MH Muser and WB Dapp and R Bugnicourt and P Sainsot and N Lesaffre and TA Lubrecht and BNJ Persson and K Harris and A Bennett and K Schulze and S Rohde and P Ifju and WG Sawyer and T Angelini and HA Esfahani and M Kadkhodaei and S Akbarzadeh and JJ Wu and G Vorlaufer and A Vernes and S Solhjoo and AI Vakis and RL Jackson and Y Xu and J Streator and A Rostami and D Dini and S Medina and G Carbone and F Bottiglione and L Afferrante and J Monti and L Pastewka and MO Robbins and JA Greenwood, TRIBOLOGY LETTERS, 65, 118 (2017).

DOI: 10.1007/s11249-017-0900-2

This paper summarizes the submissions to a recently announced contact- mechanics modeling challenge. The task was to solve a typical, albeit mathematically fully defined problem on the adhesion between nominally flat surfaces. The surface topography of the rough, rigid substrate, the elastic properties of the indenter, as well as the short-range adhesion between indenter and substrate, were specified so that diverse quantities of interest, e.g., the distribution of interfacial stresses at a given load or the mean gap as a function of load, could be computed and compared to a reference solution.
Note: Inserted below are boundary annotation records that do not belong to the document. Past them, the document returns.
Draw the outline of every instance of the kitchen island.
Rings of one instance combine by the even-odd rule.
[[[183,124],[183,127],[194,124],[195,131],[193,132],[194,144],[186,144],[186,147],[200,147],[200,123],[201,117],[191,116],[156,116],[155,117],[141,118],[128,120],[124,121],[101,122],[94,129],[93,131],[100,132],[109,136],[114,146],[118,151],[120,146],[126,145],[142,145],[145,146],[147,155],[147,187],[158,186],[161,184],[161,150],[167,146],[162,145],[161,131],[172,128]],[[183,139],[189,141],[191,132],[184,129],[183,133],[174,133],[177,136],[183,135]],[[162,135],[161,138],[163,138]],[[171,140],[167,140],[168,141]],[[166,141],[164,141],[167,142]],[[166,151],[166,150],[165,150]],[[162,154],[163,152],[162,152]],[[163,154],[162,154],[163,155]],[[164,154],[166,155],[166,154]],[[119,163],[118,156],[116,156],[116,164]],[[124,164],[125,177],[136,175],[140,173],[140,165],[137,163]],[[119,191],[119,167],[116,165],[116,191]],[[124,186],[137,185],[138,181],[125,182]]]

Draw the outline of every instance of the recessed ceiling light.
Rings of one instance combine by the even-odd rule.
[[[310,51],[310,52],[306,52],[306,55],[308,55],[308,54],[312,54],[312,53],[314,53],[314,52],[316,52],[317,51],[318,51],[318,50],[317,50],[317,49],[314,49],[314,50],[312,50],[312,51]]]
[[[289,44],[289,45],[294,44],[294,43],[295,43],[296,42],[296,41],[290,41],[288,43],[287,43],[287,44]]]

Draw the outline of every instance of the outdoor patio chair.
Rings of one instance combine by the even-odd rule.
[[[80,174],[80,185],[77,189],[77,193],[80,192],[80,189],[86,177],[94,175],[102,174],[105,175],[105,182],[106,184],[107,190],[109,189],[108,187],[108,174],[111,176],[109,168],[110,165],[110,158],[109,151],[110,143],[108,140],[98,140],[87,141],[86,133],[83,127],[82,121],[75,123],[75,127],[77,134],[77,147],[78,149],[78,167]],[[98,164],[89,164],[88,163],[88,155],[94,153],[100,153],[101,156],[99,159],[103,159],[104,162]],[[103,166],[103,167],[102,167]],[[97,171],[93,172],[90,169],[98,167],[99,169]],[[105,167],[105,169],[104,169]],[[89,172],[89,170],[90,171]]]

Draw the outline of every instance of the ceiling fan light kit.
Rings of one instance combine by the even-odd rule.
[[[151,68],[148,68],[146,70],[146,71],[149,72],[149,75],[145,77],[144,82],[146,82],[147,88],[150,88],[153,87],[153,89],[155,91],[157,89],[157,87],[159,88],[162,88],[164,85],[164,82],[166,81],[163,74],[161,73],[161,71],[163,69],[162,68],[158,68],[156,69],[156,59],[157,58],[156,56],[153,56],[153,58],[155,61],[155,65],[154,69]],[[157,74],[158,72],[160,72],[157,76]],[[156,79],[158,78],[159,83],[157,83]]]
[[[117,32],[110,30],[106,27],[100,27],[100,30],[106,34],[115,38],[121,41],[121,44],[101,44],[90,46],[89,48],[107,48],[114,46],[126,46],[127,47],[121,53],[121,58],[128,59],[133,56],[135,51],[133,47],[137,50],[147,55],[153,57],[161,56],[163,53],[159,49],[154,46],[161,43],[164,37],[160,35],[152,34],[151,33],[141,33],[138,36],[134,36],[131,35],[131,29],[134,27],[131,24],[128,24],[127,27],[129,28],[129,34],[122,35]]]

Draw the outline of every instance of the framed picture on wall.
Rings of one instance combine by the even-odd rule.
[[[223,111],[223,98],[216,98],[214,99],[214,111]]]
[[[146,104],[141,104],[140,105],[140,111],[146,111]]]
Many different solution strategies were pursued, ranging from traditional asperity-based models via Persson theory and brute-force computational approaches, to real-laboratory experiments and all-atom molecular dynamics simulations of a model, in which the original assignment was scaled down to the atomistic scale. While each submission contained satisfying answers for at least a subset of the posed questions, efficiency, versatility, and accuracy differed between methods, the more precise methods being, in general, computationally more complex. The aim of this paper is to provide both theorists and experimentalists with benchmarks to decide which method is the most appropriate for a particular application and to gauge the errors associated with each one.